Pour savoir si une donnée est « à caractère personnel », il est nécessaire d’étudier la nature de la donnée et son éventuel lien avec une personne qui aurait été identifiée ou qui pourrait être identifiée.

Le RGPD définit une donnée à caractère personnel comme « toute information se rapportant à une personne physique identifiée ou identifiable »[1][2]. Pour savoir si une donnée est personnelle ou non, il faut donc se demander si la donnée concerne une personne identifiée ou identifiable.

Le premier cas est le plus simple à définir. Si la donnée concerne une personne qui a été identifiée, c’est-à-dire qui peut être retrouvée, cette donnée est considérée comme personnelle.

Le second cas est un peu plus complexe. Une personne est considérée comme identifiable si elle peut être « identifiée, directement ou indirectement »[3]. Cela veut dire que, s’il est possible d’identifier la personne à partir des informations que l’on possède, la donnée associée à cette personne est considérée comme personnelle.

« Pour déterminer si une personne physique est identifiable, il convient de prendre en considération l’ensemble des moyens raisonnablement susceptibles d’être utilisés par le responsable du traitement ou par toute autre personne »

— RGPD, considérant 26

Il est considéré comme possible d’identifier une personne notamment si :

  • la personne peut être identifiée en couplant les données avec des données détenues par d’autres organismes ; ou
  • la personne peut être identifiée par un autre organisme, à partir des données détenues.

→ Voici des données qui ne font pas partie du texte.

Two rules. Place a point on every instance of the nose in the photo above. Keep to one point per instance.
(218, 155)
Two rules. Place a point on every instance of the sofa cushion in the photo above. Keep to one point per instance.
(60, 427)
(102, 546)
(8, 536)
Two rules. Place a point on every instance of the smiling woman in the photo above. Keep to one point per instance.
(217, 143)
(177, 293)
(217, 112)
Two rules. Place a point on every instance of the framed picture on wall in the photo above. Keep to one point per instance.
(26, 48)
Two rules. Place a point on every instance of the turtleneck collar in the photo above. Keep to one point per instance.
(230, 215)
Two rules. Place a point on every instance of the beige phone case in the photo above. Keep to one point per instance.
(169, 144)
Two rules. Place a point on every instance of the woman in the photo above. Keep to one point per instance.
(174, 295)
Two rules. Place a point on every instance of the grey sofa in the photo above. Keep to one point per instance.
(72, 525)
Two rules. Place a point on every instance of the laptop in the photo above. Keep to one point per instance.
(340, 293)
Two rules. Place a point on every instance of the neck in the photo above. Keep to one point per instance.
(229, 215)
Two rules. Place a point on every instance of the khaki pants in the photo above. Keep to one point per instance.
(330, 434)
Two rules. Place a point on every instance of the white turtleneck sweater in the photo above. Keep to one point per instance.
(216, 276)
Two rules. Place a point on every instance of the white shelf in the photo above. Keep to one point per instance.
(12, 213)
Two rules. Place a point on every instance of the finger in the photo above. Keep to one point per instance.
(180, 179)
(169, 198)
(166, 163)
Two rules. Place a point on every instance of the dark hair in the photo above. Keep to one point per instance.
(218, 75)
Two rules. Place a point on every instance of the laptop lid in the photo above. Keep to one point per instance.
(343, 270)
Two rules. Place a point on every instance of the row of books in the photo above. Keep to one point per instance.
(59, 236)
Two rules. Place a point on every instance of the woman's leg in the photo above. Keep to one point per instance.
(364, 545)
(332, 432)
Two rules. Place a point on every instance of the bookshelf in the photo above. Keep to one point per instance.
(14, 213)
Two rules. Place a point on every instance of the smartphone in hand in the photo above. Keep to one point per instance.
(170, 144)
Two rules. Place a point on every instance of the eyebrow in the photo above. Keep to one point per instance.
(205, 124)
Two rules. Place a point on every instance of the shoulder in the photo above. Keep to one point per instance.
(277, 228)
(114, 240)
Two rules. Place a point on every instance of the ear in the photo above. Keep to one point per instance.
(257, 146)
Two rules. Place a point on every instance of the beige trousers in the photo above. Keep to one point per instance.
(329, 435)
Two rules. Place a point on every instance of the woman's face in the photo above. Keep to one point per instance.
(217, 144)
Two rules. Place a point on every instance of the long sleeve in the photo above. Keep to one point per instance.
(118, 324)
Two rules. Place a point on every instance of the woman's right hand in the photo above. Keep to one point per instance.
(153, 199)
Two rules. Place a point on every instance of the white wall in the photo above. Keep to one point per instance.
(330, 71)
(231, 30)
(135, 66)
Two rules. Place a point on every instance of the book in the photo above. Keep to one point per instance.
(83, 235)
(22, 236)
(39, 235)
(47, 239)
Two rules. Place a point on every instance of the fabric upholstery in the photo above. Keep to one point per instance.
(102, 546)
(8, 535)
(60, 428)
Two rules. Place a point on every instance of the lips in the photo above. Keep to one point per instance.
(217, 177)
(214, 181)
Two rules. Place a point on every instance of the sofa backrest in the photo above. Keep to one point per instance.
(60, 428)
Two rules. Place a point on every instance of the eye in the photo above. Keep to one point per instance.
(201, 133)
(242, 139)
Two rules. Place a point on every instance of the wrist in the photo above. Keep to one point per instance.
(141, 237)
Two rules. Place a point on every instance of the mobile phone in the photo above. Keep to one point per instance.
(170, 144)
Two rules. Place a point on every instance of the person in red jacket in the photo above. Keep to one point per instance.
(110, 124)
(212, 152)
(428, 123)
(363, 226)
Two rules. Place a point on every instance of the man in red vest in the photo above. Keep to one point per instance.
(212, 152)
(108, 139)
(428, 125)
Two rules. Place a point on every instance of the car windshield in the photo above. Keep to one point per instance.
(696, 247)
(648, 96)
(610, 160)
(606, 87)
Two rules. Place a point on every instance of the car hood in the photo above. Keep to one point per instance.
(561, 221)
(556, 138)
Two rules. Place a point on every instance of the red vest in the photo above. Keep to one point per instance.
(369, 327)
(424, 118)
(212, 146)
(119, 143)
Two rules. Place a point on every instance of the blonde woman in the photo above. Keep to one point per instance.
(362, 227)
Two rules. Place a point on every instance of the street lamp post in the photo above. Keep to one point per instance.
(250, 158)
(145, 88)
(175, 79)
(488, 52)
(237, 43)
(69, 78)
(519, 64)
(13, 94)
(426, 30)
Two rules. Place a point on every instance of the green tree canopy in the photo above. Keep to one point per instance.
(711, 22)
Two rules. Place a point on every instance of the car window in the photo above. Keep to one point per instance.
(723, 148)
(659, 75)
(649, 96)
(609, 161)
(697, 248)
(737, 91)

Cette identification est toutefois considérée irréalisable si « l’identification de la personne concernée était interdite par la loi ou irréalisable en pratique, par exemple en raison du fait qu’elle impliquerait un effort démesuré en termes de temps, de coût et de main-d’œuvre »[4].

Par ailleurs, certaines données ont été conçues spécifiquement pour identifier des personnes, comme un numéro de sécurité social, une adresse e-mail, un numéro de téléphone ou un numéro d’identification. Lorsque ces informations sont connues ou utilisées, il est difficile de considérer la personne comme non identifiable et, par conséquent, de considérer la donnée comme non personnelle.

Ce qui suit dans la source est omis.